50 Lessons After 50:

5

Most people seek fairness and can tolerate criticism if it is fair and focused on helping them grow

Interesting studies on fairness have shown the ontology of the two forms of fairness differ quite significantly. The recognition that an event or behavior is unfair to me is universal and is well developed at an early age. This sense of fairness seems unaffected by social mores or the type of environment in which children mature. In contrast, the recognition that an event or behavior is unfair to others develops much later and is influenced by the social mores and the environment in which children mature. Arguably, the most egregious example of this is slavery. Most children who had grown up as masters in an area in which slavery was the norm, developed a less robust and flawed ability to recognize unfairness to others. Sociopaths never develop this form of fairness or they simply don’t care.

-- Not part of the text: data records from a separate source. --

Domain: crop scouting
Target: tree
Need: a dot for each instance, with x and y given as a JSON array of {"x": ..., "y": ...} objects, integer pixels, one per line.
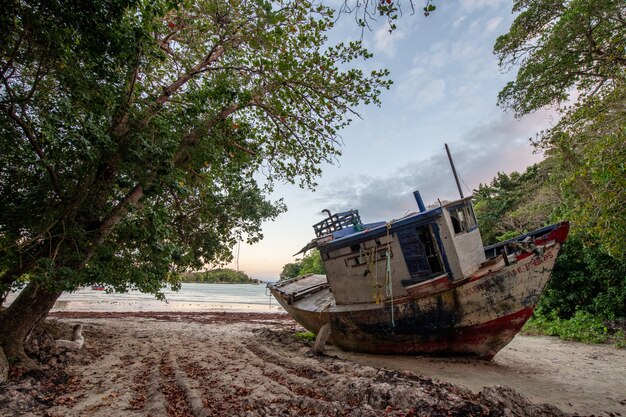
[
  {"x": 574, "y": 50},
  {"x": 135, "y": 136}
]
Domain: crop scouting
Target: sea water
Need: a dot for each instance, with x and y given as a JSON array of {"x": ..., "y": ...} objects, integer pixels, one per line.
[{"x": 190, "y": 297}]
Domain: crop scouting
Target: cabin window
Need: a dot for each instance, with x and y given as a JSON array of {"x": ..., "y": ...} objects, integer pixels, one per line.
[
  {"x": 420, "y": 251},
  {"x": 463, "y": 219}
]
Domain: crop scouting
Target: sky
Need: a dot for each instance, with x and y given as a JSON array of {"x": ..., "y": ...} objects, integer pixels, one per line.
[{"x": 446, "y": 82}]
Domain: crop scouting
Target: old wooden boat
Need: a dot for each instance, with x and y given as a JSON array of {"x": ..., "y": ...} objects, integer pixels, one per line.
[{"x": 421, "y": 284}]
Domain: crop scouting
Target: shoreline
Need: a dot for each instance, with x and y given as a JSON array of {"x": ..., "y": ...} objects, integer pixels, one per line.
[{"x": 144, "y": 363}]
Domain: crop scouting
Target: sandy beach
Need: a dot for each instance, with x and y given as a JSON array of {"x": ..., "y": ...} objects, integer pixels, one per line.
[{"x": 223, "y": 364}]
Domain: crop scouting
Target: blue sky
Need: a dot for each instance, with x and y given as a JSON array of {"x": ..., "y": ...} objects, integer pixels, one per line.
[{"x": 446, "y": 81}]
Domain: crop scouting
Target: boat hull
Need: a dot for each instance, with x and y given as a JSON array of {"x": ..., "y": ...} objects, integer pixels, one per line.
[{"x": 478, "y": 315}]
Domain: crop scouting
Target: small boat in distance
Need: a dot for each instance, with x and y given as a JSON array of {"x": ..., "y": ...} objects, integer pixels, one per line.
[{"x": 420, "y": 284}]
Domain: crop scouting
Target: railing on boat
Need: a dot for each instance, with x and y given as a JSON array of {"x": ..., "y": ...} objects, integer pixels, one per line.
[{"x": 337, "y": 221}]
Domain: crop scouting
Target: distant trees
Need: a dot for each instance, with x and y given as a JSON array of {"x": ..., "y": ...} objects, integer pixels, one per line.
[
  {"x": 218, "y": 276},
  {"x": 141, "y": 138},
  {"x": 309, "y": 264},
  {"x": 586, "y": 277},
  {"x": 574, "y": 50},
  {"x": 569, "y": 52}
]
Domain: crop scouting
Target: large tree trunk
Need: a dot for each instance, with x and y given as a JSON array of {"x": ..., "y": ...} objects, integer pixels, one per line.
[{"x": 19, "y": 319}]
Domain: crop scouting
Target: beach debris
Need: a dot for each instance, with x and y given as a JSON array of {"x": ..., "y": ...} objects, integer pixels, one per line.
[
  {"x": 322, "y": 337},
  {"x": 77, "y": 342}
]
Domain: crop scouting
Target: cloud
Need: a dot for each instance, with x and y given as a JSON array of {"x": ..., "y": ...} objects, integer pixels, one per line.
[
  {"x": 498, "y": 146},
  {"x": 421, "y": 88},
  {"x": 385, "y": 42},
  {"x": 473, "y": 5},
  {"x": 493, "y": 23},
  {"x": 458, "y": 21}
]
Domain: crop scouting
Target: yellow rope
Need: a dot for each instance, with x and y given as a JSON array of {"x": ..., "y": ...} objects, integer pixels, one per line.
[{"x": 389, "y": 283}]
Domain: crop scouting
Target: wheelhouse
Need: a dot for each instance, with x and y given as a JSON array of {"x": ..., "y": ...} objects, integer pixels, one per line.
[{"x": 441, "y": 243}]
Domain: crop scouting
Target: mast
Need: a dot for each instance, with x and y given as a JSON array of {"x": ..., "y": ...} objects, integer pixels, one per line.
[{"x": 456, "y": 176}]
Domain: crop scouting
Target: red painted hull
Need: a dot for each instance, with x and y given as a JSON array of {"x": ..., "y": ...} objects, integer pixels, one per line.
[{"x": 478, "y": 315}]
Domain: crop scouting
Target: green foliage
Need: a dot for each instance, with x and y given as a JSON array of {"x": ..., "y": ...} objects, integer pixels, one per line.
[
  {"x": 581, "y": 327},
  {"x": 585, "y": 279},
  {"x": 217, "y": 276},
  {"x": 561, "y": 45},
  {"x": 517, "y": 203},
  {"x": 567, "y": 46},
  {"x": 135, "y": 134},
  {"x": 309, "y": 264}
]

In organizations I have led, I emphasized that the indivisible unit of value is the individual and that leaders and managers had no right to be deliberately unfair to an individual no matter how important the justification and that I believe deeply. It is also a slippery slope. If you can justify being unfair to an individual in one instance, it is likely that you will do it again. More importantly, the people you lead will see your behavior and the required trust will be lost. I believe that to be consistently fair, one must err on the side of generosity to all, but to be deliberately generous to one individual is, by definition, unfair to others in the organization.